На улице было ветрено. Багмут принёс лёгкий снежок и потепление.

— Заглянем к кошевому и едем, — произнёс Горкуша.

Кошевой встретил их с распростёртыми объятиями. Андрея поразили его усы. Он обратил внимание ещё раньше, что у днепровцев усы — так усы. Многим из казаков забрасывать их приходилось за плечи. У себя на Дону он таких не видел. Есть свисающие до груди, но чтобы до пупа, упаси бог. А вот у кошевого усы были такие. Он, похоже, этим сильно гордился. «Хотя, — подумал Андрей, — если здесь поискать, найдутся и длиннее».

Кошевой выслушал Горкушу и дал согласие на поездку. Выйдя от него, днепровец предложил:

— Зайдём к кашеварам, возьмём на дорогу жратвы.

Узнав, куда они уезжают, те дали им несколько оковалок хлеба, мяса и пару картышей.

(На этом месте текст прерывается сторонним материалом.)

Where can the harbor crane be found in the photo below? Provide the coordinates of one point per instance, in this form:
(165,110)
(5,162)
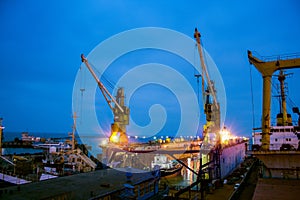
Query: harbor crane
(267,67)
(117,105)
(211,108)
(212,112)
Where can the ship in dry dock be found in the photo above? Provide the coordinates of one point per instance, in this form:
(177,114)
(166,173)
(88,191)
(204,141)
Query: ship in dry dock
(215,155)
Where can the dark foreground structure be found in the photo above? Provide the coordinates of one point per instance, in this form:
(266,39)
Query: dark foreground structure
(102,184)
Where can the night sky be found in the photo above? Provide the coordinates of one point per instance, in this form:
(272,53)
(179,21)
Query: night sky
(41,43)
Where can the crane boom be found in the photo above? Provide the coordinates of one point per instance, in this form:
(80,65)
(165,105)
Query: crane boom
(197,36)
(103,89)
(120,111)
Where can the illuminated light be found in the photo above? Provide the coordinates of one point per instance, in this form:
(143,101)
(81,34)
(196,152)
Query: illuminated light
(104,142)
(114,137)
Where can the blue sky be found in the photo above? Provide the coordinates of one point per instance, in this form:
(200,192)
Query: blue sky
(41,43)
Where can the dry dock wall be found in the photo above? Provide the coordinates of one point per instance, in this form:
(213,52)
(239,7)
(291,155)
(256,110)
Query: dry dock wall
(231,157)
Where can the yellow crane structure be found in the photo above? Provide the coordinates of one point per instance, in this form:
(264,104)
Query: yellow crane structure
(120,111)
(211,109)
(212,113)
(267,68)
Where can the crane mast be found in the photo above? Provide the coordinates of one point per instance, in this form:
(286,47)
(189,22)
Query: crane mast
(267,68)
(211,109)
(120,111)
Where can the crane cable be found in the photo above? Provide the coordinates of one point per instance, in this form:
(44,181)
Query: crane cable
(252,98)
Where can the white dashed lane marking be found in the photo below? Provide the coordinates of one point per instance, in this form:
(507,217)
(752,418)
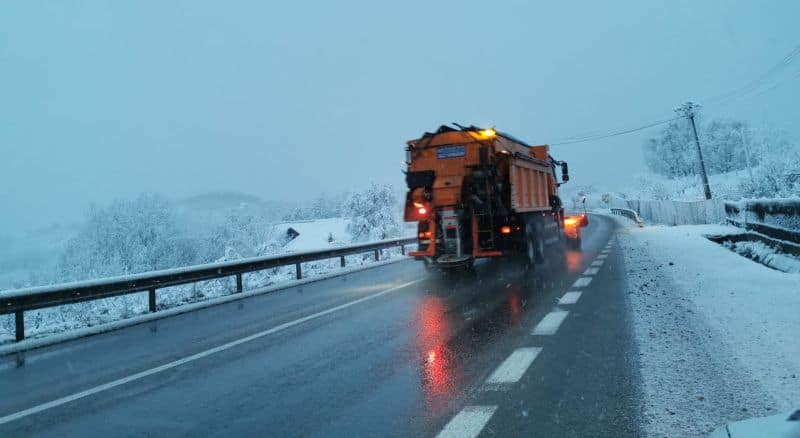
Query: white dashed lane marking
(550,323)
(570,297)
(513,368)
(468,423)
(581,282)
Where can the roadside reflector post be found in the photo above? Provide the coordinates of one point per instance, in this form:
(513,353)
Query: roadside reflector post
(151,298)
(238,283)
(19,319)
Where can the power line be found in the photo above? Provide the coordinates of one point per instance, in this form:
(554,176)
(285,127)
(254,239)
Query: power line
(754,84)
(616,133)
(749,87)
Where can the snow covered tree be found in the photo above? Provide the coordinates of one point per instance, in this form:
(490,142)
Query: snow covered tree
(373,214)
(126,237)
(241,236)
(672,153)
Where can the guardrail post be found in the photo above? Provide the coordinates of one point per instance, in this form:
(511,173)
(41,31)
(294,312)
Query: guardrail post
(151,298)
(19,319)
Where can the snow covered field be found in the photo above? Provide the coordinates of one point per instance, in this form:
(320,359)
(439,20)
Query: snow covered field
(311,235)
(717,332)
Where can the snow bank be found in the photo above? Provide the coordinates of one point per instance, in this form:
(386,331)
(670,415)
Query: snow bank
(779,213)
(667,212)
(717,332)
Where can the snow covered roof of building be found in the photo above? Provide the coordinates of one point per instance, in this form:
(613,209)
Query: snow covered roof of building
(315,234)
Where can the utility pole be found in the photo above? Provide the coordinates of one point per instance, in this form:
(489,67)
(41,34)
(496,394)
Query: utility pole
(687,110)
(747,155)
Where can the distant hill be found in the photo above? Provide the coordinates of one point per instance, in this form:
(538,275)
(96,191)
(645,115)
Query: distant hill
(216,205)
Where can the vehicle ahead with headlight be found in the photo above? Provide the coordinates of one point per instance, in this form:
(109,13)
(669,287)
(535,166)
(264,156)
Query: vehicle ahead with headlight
(481,193)
(572,229)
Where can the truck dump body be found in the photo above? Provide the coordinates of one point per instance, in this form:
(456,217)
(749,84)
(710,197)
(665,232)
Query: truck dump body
(474,192)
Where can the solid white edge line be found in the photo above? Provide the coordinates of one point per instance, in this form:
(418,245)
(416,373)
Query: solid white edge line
(581,282)
(100,388)
(571,297)
(513,368)
(550,323)
(468,423)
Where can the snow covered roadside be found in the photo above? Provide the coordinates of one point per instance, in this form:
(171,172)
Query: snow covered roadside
(52,325)
(717,332)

Под навесом атаманы забрали конскую сбрую. За заплотом выбрали лошадей и, оседлав их, не мешкая, тронулись в путь. Натренированные кони осторожно спустились с крутого берега на лёд. Впереди поехал Горкуша, предупредив Андрея, чтобы тот не сбивался с его следа.

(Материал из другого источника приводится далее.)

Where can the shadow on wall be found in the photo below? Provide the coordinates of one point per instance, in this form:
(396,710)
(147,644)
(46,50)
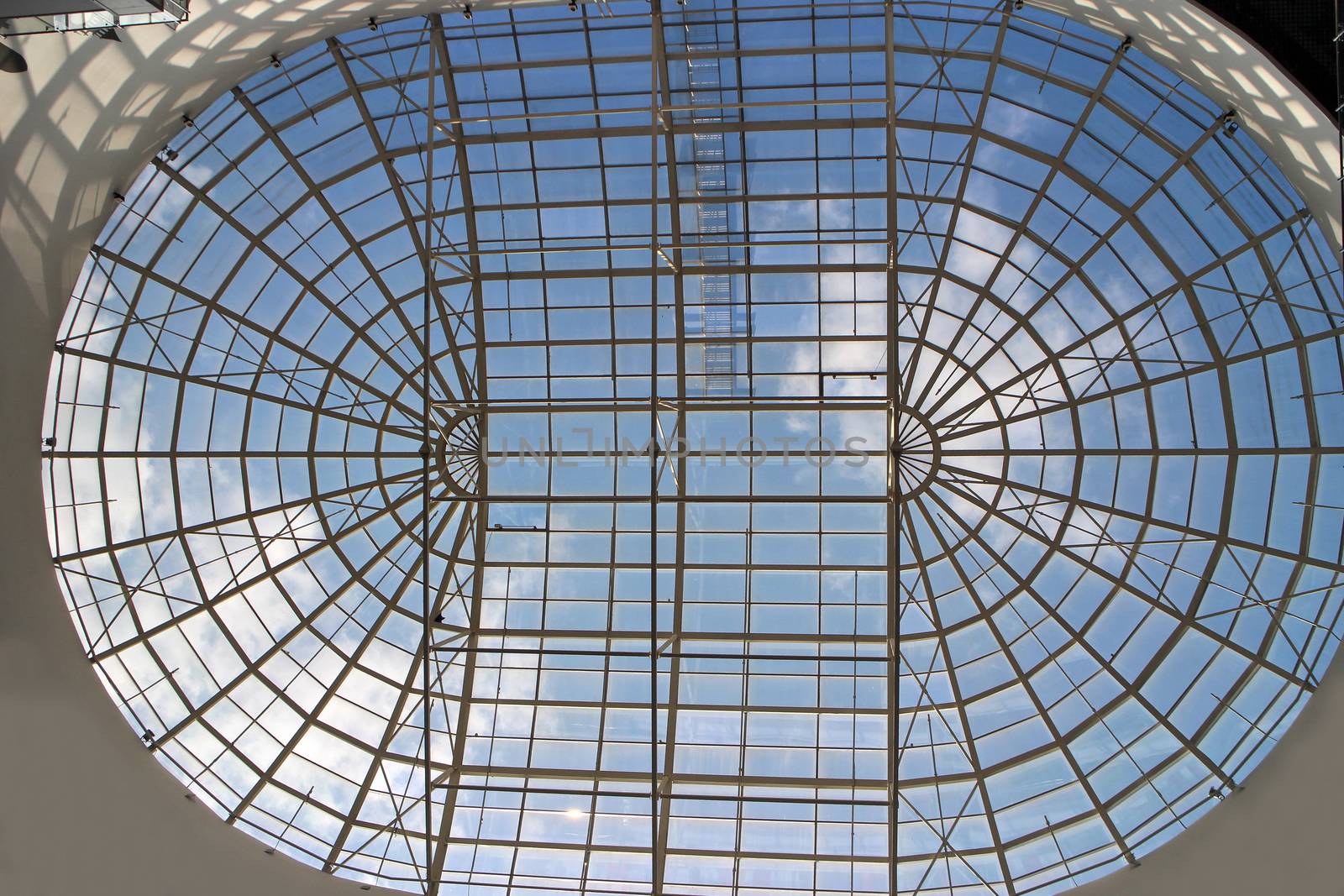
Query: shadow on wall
(1296,132)
(91,113)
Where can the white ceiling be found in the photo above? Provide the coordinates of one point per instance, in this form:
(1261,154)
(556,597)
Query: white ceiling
(87,812)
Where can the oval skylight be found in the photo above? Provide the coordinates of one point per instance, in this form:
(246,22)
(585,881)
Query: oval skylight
(363,363)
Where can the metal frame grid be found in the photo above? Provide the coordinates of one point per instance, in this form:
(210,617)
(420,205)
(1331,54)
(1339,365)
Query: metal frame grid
(319,580)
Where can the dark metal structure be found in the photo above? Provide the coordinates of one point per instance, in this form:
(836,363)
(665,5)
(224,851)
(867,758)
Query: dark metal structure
(712,448)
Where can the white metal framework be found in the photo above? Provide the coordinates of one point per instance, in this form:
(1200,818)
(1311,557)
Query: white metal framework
(541,410)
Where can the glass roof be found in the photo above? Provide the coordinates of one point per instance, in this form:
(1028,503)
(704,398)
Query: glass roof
(543,410)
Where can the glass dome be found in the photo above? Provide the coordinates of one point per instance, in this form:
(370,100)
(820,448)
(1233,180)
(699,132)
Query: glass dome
(706,449)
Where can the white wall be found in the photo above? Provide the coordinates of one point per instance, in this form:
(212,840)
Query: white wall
(85,809)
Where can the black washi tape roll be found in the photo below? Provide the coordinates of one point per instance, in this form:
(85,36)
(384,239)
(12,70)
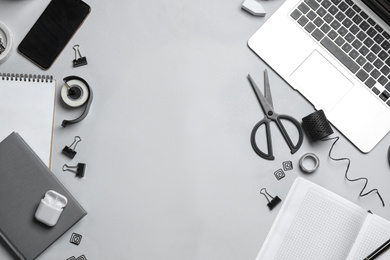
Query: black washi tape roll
(316,126)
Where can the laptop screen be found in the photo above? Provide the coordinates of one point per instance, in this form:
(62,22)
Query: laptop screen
(381,8)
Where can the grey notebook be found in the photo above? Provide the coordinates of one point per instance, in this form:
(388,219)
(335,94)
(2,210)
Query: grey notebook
(24,180)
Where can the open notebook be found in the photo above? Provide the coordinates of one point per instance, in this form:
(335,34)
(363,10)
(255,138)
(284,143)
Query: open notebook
(27,105)
(315,223)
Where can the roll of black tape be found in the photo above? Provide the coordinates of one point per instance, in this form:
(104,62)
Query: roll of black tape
(316,126)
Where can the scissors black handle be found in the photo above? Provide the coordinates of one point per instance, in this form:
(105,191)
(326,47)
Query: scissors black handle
(277,119)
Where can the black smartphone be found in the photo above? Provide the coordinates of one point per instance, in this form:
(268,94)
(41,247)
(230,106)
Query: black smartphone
(53,30)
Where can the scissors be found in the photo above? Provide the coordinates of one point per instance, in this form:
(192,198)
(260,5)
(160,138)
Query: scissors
(270,115)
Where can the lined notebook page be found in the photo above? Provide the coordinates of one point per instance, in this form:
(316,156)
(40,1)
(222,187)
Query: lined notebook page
(373,234)
(313,223)
(27,107)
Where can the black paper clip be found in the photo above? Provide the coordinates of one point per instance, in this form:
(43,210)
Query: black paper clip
(78,60)
(79,169)
(274,200)
(69,151)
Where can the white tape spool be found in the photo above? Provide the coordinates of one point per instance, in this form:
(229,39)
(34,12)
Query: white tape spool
(6,36)
(81,87)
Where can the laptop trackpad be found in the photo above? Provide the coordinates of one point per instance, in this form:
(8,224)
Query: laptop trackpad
(321,81)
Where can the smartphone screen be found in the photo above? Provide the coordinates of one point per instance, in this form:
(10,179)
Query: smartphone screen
(53,30)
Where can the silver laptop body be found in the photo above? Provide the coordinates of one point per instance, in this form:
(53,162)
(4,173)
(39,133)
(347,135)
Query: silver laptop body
(356,100)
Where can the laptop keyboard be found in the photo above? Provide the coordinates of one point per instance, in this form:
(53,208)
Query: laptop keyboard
(351,36)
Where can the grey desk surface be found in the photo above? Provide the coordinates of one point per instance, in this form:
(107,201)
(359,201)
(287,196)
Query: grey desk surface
(170,171)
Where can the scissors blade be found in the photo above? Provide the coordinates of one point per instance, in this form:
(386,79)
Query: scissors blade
(267,89)
(263,101)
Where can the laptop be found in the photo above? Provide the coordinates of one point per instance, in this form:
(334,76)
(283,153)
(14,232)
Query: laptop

— А то угодишь в промоину, — пояснил он.

Пройдя русло Днепра, они по тропе поднялись на обрывистый берег. Дальше кони пошли рядом, и Горкуша начал рассказывать о месте, куда они ехали. Начал издалека:

— Я слышал от древних стариков, что казачество зародилось на Буге. Это вёрст четыреста отсюдова. Первым казаком был волынец Семён. И было это, как они говорили, очень давно.

— А чё сюда пришли? — спросил Андрей.

— Купсов там мало, — рассмеялся Горкуша.

Вскоре прогон отклонился от Днепра. Он проходил по месту, заросшему таволгой. Нередко его пересекали овраги. Лесов почти не было видно. Только на горизонте маячили отдельные исполины.

— Ну, так вот, — продолжал Горкуша, — в Токомаковке есть речушка. Вроде небольшая, а зазули видимо-невидимо. А какие там тёрны, чагарники, буераки. Вот казак и стал там оседать. Да и от коша недалече. У нас казаки живуть и в Седневке, это от Чернигова вёрст тридцать. Живут в Каневе, в Переволочной. Так что разбросаны по всему, считай, Днепру.

Он замолчал.

— Да у нас тоже, — заговорил Андрей, — казаки расселены по Дону. Есть под Раздорами. Правда, я тама никогда не был. Знаю, что есть курени по рекам: Непрядве, More, Ведуге. Но мы в основном обитаем в верховьях.

— Верховые казаки, — смеётся Горкуша.

— Похоже, — соглашается донец с днепровцем.

В Токомаковку, обнесённую высокой надолбой, они въезжали поздно вечером. Кош уже спал. Ворота были открыты. Стражи не было видно, но не успели они пересечь линию ворот, как точно из-под земли появился караульщик.

— Кто такие? — послышался его грозный голос.

— Горкуша, — ответил днепровец.

Страж подошёл и, привстав на цыпочки, заглянул в лицо.

— И вправду атаман! — удивлённо воскликнул он.

Ночевали в атамановом курени, который стоял на майдане.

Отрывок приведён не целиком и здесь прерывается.